Trent Shipley wrote:
> 
> No.  This is essentially a content analysis problem.  The idea is to mark up
> *meaning* not structure or format.  In a sense the idea is to press XML |
> SGML into service as a semantic content markup language.  The problem with
> your break idea is that it:
> 
> 1: Makes it look like there are two sets of text that need to be tagged with
> content tag #1 when really there is only one element.
> 
> 2: It makes it look like the second section of #1 content is contained in a
> passage of type #2.  In reality passage #1 and passage #2 share text and
> content (sort of like using the same DLL).  If the underlying
> meaning-structure is misrepresented one can imagine that it could reduce the
> utility for linguistic analysis.  Methinks Larry Wall would *not* approve.

Well then you can't use XML, the spec does not allow overlapping tags.
If you don't use XML then you can't use XSL. SGML can probably do what
you want.

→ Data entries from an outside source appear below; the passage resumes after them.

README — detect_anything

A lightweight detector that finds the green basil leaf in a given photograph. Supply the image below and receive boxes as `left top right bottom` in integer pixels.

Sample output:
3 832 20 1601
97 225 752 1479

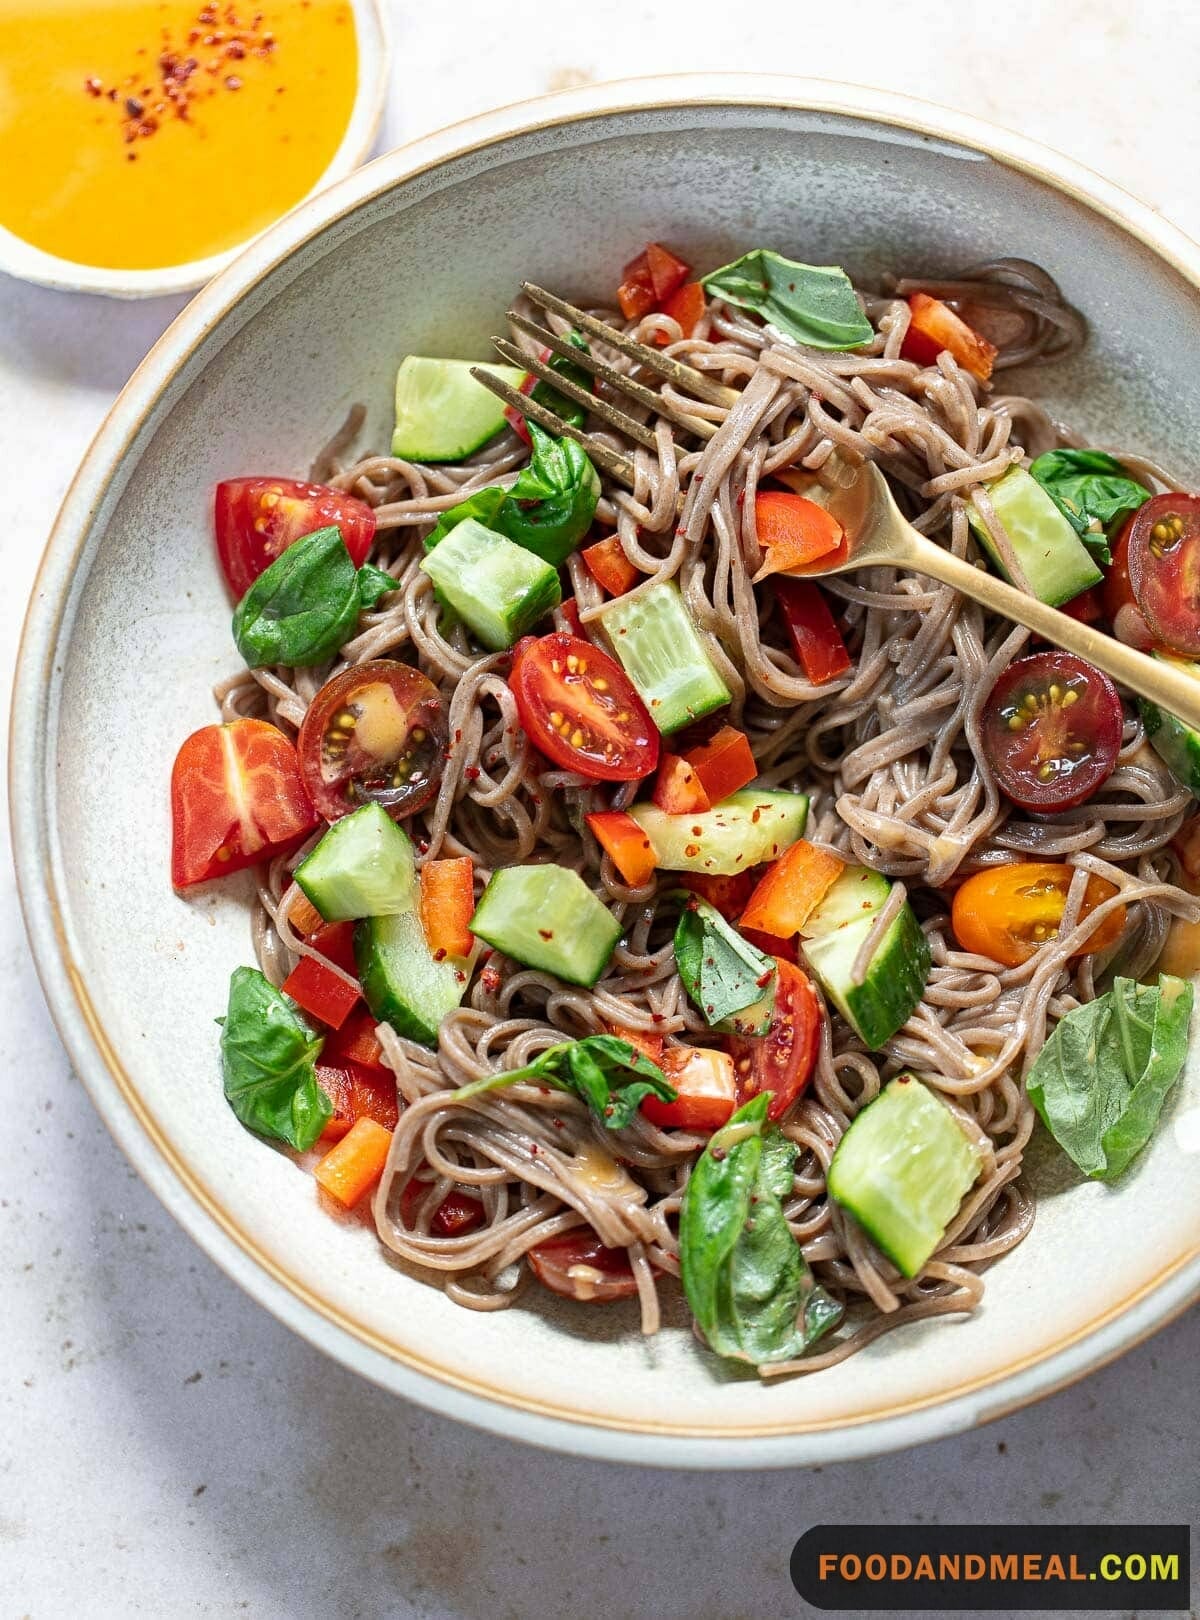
493 423 601 565
529 329 592 430
424 485 509 552
1028 449 1151 567
233 526 360 668
680 1094 842 1365
1027 973 1193 1179
673 897 776 1031
451 1033 675 1130
702 250 873 351
356 562 398 607
220 966 331 1151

You'll need to look elsewhere for styling then, maybe DSSL.

> 
> As for the desirability of non-nested elements, an in-elegant hack would be
> to put them in comments.  The HRAF codes are used for statistics and
> extracting data.  The markup parser doesn't really need to see them, but if
> it did it would save having to develop a content markup language and parser.
> 
> Still the idea of a Semantic Content Markup Language is intriguing.
>      It would even have some immediate commercial application in market
> research and data retrieval services.  It could even be extended to help
> automate esoteric tasks like compiling HRAF files and indexes.
> 

-- 
Kimbro Staken
The dbXML Project
http://www.dbxml.org/